Perché una nuova traduzione del Padre nostro?

Perché una nuova traduzione del Padre nostro?

Febbraio 18, 2021 Off Di Anna & Filippo

È ormai dal 29 novembre 2020, la prima domenica di Avvento, che quando partecipiamo all’Eucarestia la recita del Padre nostro è cambiata. Non è facile cambiare, bisogna ogni volta porre un po’ di attenzione, perché sono queste le tipiche abitudini che ci portiamo dietro da quando eravamo bambini, quei meccanismi mnemonici, di gesti e parole apprese dai nostri genitori, e che sovente ripetiamo anche senza pensare al significato di quanto diciamo.
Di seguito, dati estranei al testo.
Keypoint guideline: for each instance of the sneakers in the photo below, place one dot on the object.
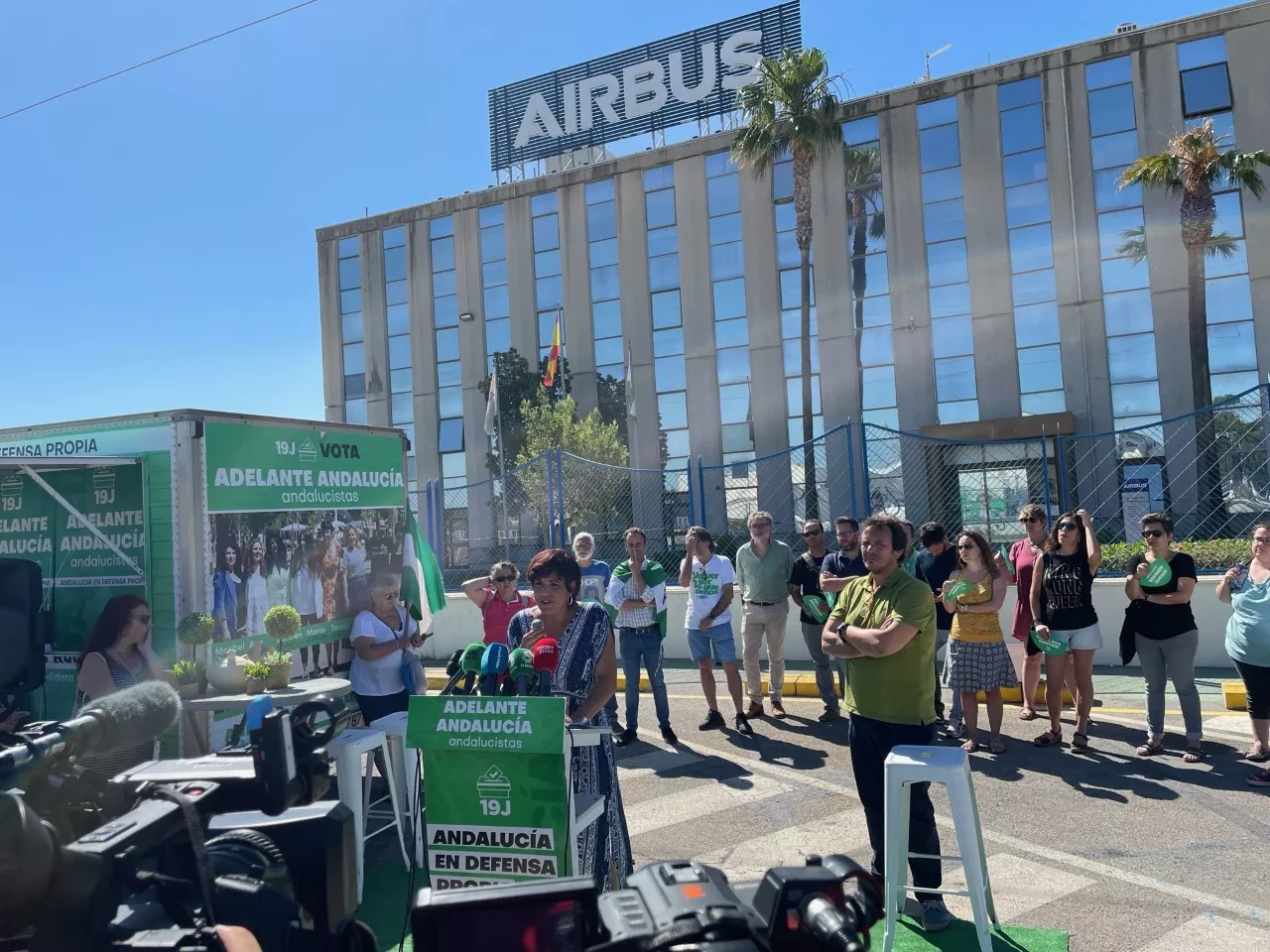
(712, 721)
(935, 915)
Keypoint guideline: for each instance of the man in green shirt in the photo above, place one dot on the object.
(763, 569)
(884, 625)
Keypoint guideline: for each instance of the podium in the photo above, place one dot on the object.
(499, 801)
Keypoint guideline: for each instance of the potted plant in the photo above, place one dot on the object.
(280, 667)
(258, 674)
(189, 676)
(195, 629)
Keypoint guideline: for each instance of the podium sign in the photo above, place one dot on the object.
(495, 788)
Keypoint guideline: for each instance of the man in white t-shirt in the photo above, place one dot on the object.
(710, 580)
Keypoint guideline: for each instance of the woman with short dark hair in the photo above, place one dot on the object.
(1165, 634)
(587, 674)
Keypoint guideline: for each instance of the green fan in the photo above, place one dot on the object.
(1159, 574)
(816, 607)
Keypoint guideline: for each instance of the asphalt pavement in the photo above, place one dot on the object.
(1125, 853)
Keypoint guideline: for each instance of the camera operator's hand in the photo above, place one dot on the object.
(235, 938)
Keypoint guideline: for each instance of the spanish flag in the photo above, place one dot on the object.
(553, 357)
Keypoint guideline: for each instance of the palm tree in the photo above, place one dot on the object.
(793, 109)
(1189, 168)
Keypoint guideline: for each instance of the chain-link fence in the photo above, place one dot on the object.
(1209, 470)
(961, 485)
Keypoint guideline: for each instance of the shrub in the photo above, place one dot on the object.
(195, 629)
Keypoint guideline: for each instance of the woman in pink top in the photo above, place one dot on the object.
(498, 599)
(1023, 558)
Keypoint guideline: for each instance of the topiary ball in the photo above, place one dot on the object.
(195, 629)
(281, 622)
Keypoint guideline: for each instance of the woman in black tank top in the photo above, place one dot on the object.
(118, 654)
(1062, 603)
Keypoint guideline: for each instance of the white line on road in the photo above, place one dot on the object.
(806, 778)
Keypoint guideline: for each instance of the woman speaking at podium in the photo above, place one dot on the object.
(588, 675)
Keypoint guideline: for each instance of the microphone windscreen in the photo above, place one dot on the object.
(495, 658)
(136, 715)
(547, 655)
(520, 664)
(471, 657)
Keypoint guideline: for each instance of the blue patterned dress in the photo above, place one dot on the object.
(594, 770)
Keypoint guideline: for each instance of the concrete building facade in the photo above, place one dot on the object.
(974, 273)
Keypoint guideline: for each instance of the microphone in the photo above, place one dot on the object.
(117, 721)
(547, 656)
(468, 666)
(520, 666)
(493, 666)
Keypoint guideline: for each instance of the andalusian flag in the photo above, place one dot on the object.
(423, 588)
(553, 357)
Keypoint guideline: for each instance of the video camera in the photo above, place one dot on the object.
(238, 838)
(826, 904)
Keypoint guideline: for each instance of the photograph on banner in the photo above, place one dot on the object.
(299, 517)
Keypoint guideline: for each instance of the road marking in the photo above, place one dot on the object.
(1019, 887)
(1056, 856)
(1211, 932)
(701, 800)
(839, 833)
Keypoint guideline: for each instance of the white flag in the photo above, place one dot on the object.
(630, 382)
(492, 405)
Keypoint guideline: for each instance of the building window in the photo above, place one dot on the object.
(948, 271)
(449, 389)
(606, 308)
(731, 336)
(350, 329)
(1032, 246)
(663, 276)
(493, 276)
(1121, 246)
(548, 282)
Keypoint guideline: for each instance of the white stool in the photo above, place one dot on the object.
(354, 791)
(405, 767)
(951, 767)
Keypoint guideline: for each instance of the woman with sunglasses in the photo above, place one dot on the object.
(1165, 635)
(1023, 556)
(1247, 642)
(498, 599)
(1062, 603)
(978, 658)
(117, 654)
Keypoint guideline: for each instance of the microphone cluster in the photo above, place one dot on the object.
(492, 670)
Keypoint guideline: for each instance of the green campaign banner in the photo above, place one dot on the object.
(495, 785)
(264, 468)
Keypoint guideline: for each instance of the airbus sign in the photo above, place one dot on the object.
(657, 85)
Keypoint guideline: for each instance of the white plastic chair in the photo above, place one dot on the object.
(348, 749)
(951, 767)
(404, 769)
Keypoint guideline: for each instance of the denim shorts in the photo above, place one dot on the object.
(717, 642)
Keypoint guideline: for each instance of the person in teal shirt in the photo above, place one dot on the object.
(1246, 588)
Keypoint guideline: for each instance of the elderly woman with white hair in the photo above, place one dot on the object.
(382, 638)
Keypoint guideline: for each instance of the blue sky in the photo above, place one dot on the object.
(157, 248)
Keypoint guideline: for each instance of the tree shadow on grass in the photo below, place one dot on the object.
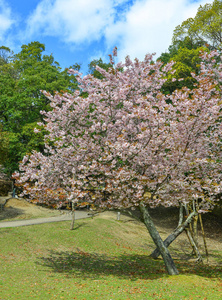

Quindi, l’introduzione di questa nuova traduzione nella nuova versione del messale, è anzitutto un’occasione per farci proclamare il Padre nostro prestando più attenzione al significato di questa preghiera, che ci ha lasciato Gesù stesso. Ma perché questa nuova versione?

Il Padre nostro si trova nei Vangeli sotto due diverse forme: in Matteo 6,9-13 e in Luca 11,2-4. Nel Vangelo di Matteo il Padre nostro è collocato al centro del discorso della montagna (capp. 5-7), quasi a tracciare un programma di vita per i discepoli secondo un rapporto fiducioso di figli con il Padre: è questa la versione accolta nella liturgia. L’edizione di Luca è un po’ più breve e colloca il Padre nostro lungo il viaggio che Gesù fa a Gerusalemme, come la preghiera dei discepoli che camminano al seguito di Gesù verso la croce.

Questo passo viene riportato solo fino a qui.